Sollte es ein feucht-nasses Frühjahr werden und sich der Phoma-Pilz weiter ausbreiten, dann ist eine Behandlung sinnvoll. Hierfür können unter anderem 0,5 bis 1,0 l/ha Carax, 0,35 bis 0,5 l/ha Toprex oder 0,5 bis 1,0 l/ha Folicur zum Einsatz kommen.
Sollten wir jedoch ein trockenes Frühjahr – ähnlich wie 2022 – bekommen, wird eine Behandlung nicht empfohlen, da sich der Pilz dann nicht weiter ausbreiten kann.
Biostimulanzien als Fungizid-Alternative?
Seit einigen Jahren stehen verschiedene biologische Präparate unter anderem für den Raps zur Verfügung. Die neue Produktgruppe der Biostimulanzien soll, wie aus dem Namen bereits hervorgeht, die Entwicklung und das Wachstum der Pflanzen über Enzyme und Phytohormone stimulieren und so die Stresstoleranz dieser gegenüber abiotischen und biotischen Stress (z. B. Pilzkrankheiten) verbessern.
Für Raps stehen Produkte wie Megafol, Utrisha oder Sealicit zur Verfügung. Sicherlich wird das Angebot in Zukunft noch zunehmen.
Die Wirksamkeit der Produkte in der Praxis kann noch nicht abschließend beurteilt werden. Vielversprechende Ergebnisse aus Versuchen im geschützten Bereich sind nicht 1 : 1 auf das Freiland zu übertragen, weil äußere Umwelteinflüsse einen wechselnden Einfluss auf Pflanzen nehmen. Weitere Versuche hierzu wird die Landwirtschaftskammer NRW in den nächsten Jahren vorstellen.
Es ist aber bereits abzusehen, dass Biostimulanzien aufgrund einer geringeren Wirksamkeit im Vergleich zu Fungiziden – entgegen zahlreicher Werbeversprechen der Anbieter – vielmehr eine Ergänzung sein werden.

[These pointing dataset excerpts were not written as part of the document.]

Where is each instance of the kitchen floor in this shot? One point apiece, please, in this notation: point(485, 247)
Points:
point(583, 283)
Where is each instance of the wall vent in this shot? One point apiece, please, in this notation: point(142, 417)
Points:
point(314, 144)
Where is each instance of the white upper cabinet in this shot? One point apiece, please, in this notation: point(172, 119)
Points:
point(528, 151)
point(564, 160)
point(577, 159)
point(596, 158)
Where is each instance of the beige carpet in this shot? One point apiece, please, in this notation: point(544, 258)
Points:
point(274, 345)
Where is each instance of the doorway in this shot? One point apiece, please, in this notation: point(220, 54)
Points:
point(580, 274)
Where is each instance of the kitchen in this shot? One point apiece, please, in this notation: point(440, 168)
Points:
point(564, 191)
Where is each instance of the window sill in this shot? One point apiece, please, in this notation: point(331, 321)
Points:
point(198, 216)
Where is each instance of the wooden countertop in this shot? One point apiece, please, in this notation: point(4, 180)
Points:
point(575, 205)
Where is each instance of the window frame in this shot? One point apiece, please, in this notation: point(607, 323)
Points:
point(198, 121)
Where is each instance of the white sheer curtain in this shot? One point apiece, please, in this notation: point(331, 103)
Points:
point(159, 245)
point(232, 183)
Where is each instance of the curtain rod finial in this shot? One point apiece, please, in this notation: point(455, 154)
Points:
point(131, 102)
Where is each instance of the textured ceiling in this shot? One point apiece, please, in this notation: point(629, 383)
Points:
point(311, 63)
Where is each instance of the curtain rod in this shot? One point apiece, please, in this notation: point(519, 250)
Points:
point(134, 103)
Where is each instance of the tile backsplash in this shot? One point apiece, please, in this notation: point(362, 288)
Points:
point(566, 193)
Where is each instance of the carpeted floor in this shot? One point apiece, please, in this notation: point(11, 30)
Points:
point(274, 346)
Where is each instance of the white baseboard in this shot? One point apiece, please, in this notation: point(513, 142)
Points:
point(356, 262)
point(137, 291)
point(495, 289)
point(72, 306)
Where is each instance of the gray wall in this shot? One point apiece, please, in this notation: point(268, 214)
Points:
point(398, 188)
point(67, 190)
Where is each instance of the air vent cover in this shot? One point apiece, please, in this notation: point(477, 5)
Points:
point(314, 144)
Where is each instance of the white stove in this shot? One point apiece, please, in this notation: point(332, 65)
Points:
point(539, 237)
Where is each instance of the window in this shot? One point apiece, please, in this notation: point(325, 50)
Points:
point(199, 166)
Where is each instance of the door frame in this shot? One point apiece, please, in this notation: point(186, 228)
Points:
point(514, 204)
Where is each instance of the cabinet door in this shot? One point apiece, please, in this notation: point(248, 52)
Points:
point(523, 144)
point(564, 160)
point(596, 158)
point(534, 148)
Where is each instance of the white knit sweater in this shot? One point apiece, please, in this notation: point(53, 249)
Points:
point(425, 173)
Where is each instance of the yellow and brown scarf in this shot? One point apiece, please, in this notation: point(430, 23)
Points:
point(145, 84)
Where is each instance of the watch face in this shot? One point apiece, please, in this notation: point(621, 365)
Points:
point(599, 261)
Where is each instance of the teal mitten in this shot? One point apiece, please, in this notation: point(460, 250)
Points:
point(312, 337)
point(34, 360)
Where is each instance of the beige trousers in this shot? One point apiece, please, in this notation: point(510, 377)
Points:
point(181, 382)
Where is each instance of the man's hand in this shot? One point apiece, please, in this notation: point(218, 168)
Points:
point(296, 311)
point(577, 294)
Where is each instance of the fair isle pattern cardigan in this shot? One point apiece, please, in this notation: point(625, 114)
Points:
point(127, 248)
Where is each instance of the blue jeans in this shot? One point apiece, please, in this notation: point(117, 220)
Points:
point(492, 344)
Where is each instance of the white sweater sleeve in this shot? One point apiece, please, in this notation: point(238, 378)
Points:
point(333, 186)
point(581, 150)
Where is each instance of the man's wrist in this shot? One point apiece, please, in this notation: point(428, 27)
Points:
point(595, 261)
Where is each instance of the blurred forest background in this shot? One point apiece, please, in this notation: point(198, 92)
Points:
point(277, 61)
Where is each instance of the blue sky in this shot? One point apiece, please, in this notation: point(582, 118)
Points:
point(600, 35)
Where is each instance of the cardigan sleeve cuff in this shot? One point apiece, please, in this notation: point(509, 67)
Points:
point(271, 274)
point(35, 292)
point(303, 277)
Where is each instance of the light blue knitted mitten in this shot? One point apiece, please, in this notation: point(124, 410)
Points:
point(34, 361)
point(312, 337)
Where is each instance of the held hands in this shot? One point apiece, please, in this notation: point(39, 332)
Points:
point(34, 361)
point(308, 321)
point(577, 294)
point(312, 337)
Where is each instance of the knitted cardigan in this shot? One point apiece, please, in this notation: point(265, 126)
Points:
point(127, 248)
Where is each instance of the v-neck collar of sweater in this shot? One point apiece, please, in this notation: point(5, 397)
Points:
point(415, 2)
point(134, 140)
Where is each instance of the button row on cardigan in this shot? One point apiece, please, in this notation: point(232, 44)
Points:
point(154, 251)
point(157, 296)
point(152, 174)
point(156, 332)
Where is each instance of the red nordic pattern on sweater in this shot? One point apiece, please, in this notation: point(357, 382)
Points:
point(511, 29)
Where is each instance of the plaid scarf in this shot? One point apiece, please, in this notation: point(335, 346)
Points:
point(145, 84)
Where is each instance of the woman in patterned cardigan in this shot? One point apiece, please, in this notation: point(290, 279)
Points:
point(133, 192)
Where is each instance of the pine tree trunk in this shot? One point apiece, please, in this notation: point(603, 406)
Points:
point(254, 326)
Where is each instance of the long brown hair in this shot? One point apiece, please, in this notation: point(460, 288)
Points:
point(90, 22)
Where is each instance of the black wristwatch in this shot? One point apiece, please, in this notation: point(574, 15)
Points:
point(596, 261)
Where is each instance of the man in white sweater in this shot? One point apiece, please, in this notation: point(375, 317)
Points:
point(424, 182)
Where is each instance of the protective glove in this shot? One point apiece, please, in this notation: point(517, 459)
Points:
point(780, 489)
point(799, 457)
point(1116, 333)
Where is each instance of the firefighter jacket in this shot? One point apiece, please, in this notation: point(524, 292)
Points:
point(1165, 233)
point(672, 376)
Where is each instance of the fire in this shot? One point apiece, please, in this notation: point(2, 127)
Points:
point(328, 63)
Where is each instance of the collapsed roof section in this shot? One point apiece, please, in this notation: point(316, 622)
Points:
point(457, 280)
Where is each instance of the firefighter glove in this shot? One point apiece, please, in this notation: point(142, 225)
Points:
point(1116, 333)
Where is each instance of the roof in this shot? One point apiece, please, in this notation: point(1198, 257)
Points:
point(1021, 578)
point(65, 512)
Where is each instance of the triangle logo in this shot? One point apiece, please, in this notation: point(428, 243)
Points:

So können sie bestehende Fungizide nicht ersetzen, sondern allenfalls deren Einsatz reduzieren.
Einkürzen im Frühjahr
Die im vergangenen Jahr extrem hohen Rapspreise haben in der Vorsaison zum vermehrten Einsatz von Fungiziden geführt, da die wirtschaftliche Bekämpfungsschwelle hierdurch früher erreicht war. Bereits im vergangenen Jahr lagen aber Versuchsergebnisse vor, die belegen, dass der Einsatz von Frühjahrsfungiziden in feuchteren Jahren deutlich wirtschaftlicher ist als in trockenen Jahren.
Das eher feuchte Jahr 2021, in dem deutliche Mehrerträge erzielt werden konnten (siehe Grafik), belegt die Wirtschaftlichkeit bei feuchter Witterung. Aus den Versuchsergebnissen von 2022 geht hervor, dass sich durch das trockene Frühjahr keine nennenswerten Mehrerträge aus dem Einkürzen ergaben – weder durch die Frühjahrseinkürzung noch aus dem Herbsteinsatz. Lediglich die Doppelbehandlung ergab einen geringen Mehrertrag. Betriebe, die ihre Bestände im Herbst bereits eingekürzt haben, sollten mit einer Frühjahrsbehandlung dennoch zurückhaltend sein und die Witterung genau beobachten.
Anders sieht es bei den Betrieben aus, die im Herbst noch keine Behandlung durchgeführt haben und zudem sehr früh gesät haben: Sollten sich diese Bestände bereits in einem sehr üppigen Wachstum befinden oder – wie auf einzelnen Schlägen zu beobachten ist – überwachsen sein, ist eine Behandlung sinnvoll und geboten.
Die Nährstoffversorgung, die Andüngung im Herbst sowie die organische Nachlieferung bzw. Strohabfuhr der Vorfrucht sind hierbei zu beachten, denn hiernach richtet sich aufgrund der Nährstoffverfügbarkeit im Boden das weitere Wachstum der Pflanzen. Für die Behandlung bieten sich Produkte wie 0,5 bis 1,0 l/ha Carax, 0,8 l/ha Tilmor oder 0,35 bis 0,5 l/ha Toprex an. Alternativ können Anwender auch mit zum Beispiel 0,2 bis 0,3 l/ha Tokyo + 0,5 l/ha Orius arbeiten.
Vorzugsweise sollte die Behandlung vor längeren Regenperioden durchgeführt werden, um die Pflanze in dieser Phase optimal zu schützen.